In una lettera inviata al Viceministro dell’Economia Maurizio Leo e al Direttore dell’Agenzia delle Entrate Ernesto Maria Ruffini, il numero uno della categoria professionale scrive “facendo seguito a quanto già rappresentato nelle missive del 10 e del 16 ottobre u.s., mi vedo costretto a richiamare all’attenzione delle SS.LL. Ill.me, ancora una volta, le notevoli difficoltà che i contribuenti e i professionisti che li assistono stanno incontrando, in questi giorni, per il rispetto del termine del 31/10/2024 per la trasmissione delle dichiarazioni e per l’eventuale adesione al concordato preventivo biennale”.

“Alle già segnalate difficoltà derivanti da un quadro normativo di riferimento ancora non definitivo per quanto concerne – scrive de Nuccio -, in particolare, il regime di “ravvedimento speciale” per le annualità pregresse connesso al concordato preventivo biennale (v., da ultimo, l’articolo 7 del decreto-legge 19 ottobre 2024, n.155, ancora in corso di conversione in legge, che ha ampliato la platea dei soggetti che possono avvalersi del predetto regime) nonché da chiarimenti di prassi in costante aggiornamento (i più recenti si devono alle risposte alle Faq pubblicate, nella giornata del 28 ottobre, sul sito istituzionale dell’Agenzia delle entrate), si è aggiunto dapprima, lo stesso 28 ottobre, un generale malfunzionamento dei servizi telematici messi a disposizione dall’Agenzia delle entrate culminato con un blocco totale nel pomeriggio e poi, in data odierna, lo scarto di numerosi modelli F24 di versamento, con motivazione “Squadratura contabile sezione erario”, con cui i contribuenti stanno provvedendo a versare, tra le altre, le imposte sostitutive dovute per il “ravvedimento” per gli anni pregressi”.
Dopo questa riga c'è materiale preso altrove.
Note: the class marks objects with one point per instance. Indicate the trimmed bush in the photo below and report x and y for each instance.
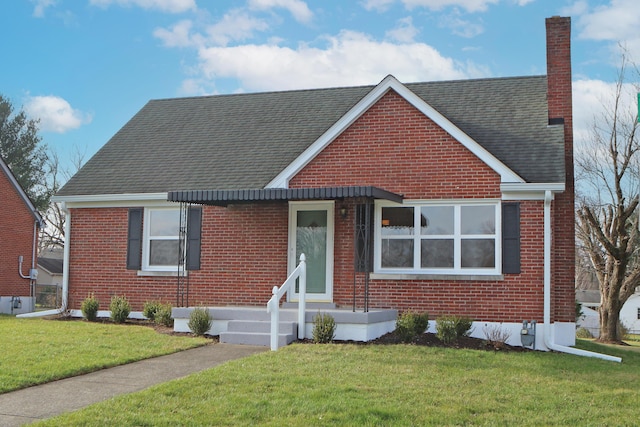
(411, 324)
(120, 309)
(451, 328)
(200, 321)
(496, 336)
(583, 333)
(163, 315)
(90, 307)
(150, 308)
(324, 328)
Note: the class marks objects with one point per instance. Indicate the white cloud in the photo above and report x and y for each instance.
(378, 5)
(55, 114)
(170, 6)
(297, 8)
(468, 5)
(405, 32)
(592, 99)
(177, 36)
(460, 27)
(350, 58)
(235, 26)
(619, 20)
(40, 6)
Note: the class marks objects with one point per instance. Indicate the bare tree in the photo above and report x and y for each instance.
(52, 235)
(607, 218)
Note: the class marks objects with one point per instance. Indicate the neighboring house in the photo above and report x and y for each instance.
(19, 225)
(451, 197)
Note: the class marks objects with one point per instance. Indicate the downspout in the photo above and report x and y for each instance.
(548, 341)
(65, 271)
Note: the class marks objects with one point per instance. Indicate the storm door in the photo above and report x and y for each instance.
(311, 233)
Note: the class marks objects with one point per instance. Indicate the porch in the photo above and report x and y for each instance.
(251, 325)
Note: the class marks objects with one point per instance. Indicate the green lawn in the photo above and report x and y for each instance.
(36, 351)
(305, 384)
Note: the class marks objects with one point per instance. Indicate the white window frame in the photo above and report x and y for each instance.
(457, 270)
(146, 240)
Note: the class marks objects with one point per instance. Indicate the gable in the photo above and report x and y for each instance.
(10, 188)
(261, 140)
(387, 85)
(394, 146)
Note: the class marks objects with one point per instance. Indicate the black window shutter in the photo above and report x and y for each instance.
(511, 238)
(194, 224)
(364, 238)
(134, 239)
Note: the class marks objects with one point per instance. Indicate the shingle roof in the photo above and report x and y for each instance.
(243, 141)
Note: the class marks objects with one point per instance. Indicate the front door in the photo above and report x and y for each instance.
(311, 233)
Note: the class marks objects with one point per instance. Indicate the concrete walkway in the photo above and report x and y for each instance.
(44, 401)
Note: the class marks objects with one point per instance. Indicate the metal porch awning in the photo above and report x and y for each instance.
(229, 197)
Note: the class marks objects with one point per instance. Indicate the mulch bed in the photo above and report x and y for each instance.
(427, 340)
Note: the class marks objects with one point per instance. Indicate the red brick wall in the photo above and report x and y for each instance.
(393, 146)
(560, 106)
(16, 235)
(243, 275)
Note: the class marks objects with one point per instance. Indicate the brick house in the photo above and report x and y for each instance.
(452, 197)
(19, 225)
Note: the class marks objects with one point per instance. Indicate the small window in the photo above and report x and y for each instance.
(439, 238)
(161, 239)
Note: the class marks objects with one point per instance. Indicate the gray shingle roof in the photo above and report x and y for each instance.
(243, 141)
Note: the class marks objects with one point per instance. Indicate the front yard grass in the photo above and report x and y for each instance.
(347, 384)
(35, 351)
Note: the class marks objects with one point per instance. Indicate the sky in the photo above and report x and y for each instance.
(83, 68)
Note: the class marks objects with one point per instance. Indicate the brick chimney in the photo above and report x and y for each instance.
(561, 111)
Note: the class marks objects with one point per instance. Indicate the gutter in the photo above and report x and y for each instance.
(65, 272)
(548, 340)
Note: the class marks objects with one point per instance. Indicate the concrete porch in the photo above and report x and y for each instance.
(251, 325)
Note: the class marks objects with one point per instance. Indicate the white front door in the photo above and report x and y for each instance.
(311, 233)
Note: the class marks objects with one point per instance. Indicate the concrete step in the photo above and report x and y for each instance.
(261, 326)
(255, 338)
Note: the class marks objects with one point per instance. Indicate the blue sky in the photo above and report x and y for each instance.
(85, 67)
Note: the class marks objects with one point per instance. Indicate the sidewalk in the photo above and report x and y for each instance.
(45, 401)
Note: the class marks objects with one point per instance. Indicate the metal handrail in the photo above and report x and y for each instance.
(273, 306)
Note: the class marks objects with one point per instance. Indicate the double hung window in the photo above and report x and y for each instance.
(161, 239)
(438, 238)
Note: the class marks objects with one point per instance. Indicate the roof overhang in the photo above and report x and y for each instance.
(265, 195)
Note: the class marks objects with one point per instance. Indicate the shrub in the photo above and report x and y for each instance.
(163, 315)
(583, 333)
(411, 324)
(120, 309)
(496, 336)
(451, 328)
(324, 328)
(578, 311)
(200, 321)
(90, 307)
(150, 308)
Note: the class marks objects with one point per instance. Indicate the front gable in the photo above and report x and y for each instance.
(389, 85)
(394, 146)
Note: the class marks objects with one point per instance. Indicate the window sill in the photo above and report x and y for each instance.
(149, 273)
(460, 277)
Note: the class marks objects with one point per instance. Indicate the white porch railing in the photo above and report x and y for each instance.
(273, 306)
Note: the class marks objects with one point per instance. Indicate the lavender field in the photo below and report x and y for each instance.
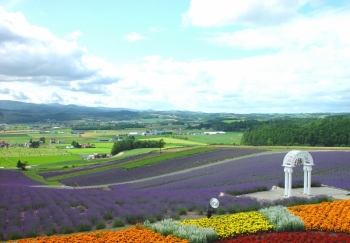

Per tali motivi – aggiunge – mi permetto di rinnovare la richiesta di concedere un maggior termine per la trasmissione delle dichiarazioni e per l’adesione al concordato preventivo biennale, anche alla luce di quanto disposto dall’articolo 1 del decreto-legge 21 giugno 1961, n. 498, convertito, con modificazioni, dalla legge 28 luglio 1961, n. 770, recante “Norme per la sistemazione di talune situazioni dipendenti da mancato o irregolare funzionamento degli Uffici finanziari, secondo cui “Qualora gli uffici finanziari non siano in grado di funzionare regolarmente a causa di eventi di carattere eccezionale, non riconducibili a disfunzioni organizzative dell’amministrazione finanziaria, i termini di prescrizione e di decadenza nonché quelli di adempimento di obbligazioni e di formalità previsti dalle norme riguardanti le imposte e le tasse a favore dell’erario, scadenti durante il periodo di mancato o irregolare funzionamento, sono prorogati fino al decimo giorno successivo alla data in cui viene pubblicato …” il relativo provvedimento del direttore dell’Agenzia delle Entrate”.

In considerazione dei predetti malfunzionamenti tecnici – conclude de Nuccio – sono aumentate infatti le criticità che stanno rendendo oltremodo gravoso per i contribuenti e per i professionisti che li assistono il rispetto degli adempimenti e delle formalità in scadenza (ndr 31 ottobre 2024)”.